The spices in this batter give it the a taste similar to spice cookies and it smells lovely while it’s baking. I love the tenderness and tang of buttermilk, but plain milk works as well. I do prefer cake flour for a light crumb. Using a cookie scoop makes creating the marble effect really easy, just scoop the batter in alternating dollops in the pan. Once sliced, it is a real showstopper.
Molasses Marble Cake
2 cups cake flour
2 teaspoons baking powder
¼ teaspoon salt
½ cup (1 stick) unsalted butter, at room temperature
1 cup granulated sugar
2 large eggs
2/3 cup buttermilk
3 Tablespoons molasses (not blackstrap)
1 teaspoon cinnamon
½ teaspoon ground cloves
¼ teaspoon ground ginger
- Preheat the oven to 350 degrees. Spray a loaf pan well with baking spray.
- Sift the cake flour, baking powder and salt together in a small bowl.
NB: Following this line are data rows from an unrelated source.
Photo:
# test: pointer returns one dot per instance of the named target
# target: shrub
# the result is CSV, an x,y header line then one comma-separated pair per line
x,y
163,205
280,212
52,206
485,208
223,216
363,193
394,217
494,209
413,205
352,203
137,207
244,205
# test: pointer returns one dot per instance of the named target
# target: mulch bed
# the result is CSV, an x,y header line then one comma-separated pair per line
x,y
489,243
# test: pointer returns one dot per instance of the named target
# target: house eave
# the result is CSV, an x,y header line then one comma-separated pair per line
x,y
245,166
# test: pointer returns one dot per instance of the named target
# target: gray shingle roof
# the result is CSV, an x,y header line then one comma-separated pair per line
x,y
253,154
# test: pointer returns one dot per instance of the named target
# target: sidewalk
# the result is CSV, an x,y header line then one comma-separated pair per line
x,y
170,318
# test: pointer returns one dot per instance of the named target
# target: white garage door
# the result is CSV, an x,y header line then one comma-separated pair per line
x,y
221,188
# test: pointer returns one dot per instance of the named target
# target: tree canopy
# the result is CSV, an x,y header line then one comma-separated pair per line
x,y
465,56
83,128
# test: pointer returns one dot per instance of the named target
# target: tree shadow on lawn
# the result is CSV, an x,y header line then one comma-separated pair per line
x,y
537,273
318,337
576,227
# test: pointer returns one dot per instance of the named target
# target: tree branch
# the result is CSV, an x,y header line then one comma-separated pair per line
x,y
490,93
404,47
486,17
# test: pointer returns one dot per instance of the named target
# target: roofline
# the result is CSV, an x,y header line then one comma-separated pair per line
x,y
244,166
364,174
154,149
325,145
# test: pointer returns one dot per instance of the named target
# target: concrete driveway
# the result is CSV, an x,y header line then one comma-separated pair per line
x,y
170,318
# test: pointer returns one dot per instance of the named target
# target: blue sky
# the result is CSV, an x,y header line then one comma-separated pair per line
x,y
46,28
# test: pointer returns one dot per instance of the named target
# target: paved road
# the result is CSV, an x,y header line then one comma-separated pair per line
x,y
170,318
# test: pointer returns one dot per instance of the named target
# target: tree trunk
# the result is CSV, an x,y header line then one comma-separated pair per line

Beat the butter in the bowl of a stand mixer to break it up, then add the sugar and beat until light and fluffy. Beat in the eggs one at a time, beating well after each addition and scraping down the sides of the bowl as needed. Add the flour in three additions alternately with the buttermilk, ending with the buttermilk, scraping down the sides of the bowl as needed, until the batter is thoroughly combined. Scoop about 2/3 of the batter into the cleaned out bowl the flour was in. Add the molasses, cinnamon, cloves and ginger to the batter in the mixer and beat until smooth and combined.
- Using a large cookie scoop or a large spoon, dollop each batter in an alternating pattern in the prepared pan. I put one scoop of plain batter in opposing corners and one in the center of the pan, then fill in with molasses batter, then continue alternating scoops. Tap the pan on the counter to level the batter in the pan, then bake for 1 hour, until a tester inserted in the center comes out clean. Cool in the pan for 10 minutes, then turn out onto a wire rack to cool completely.
- Wrapped tightly, the cake will last 2 days on the counter.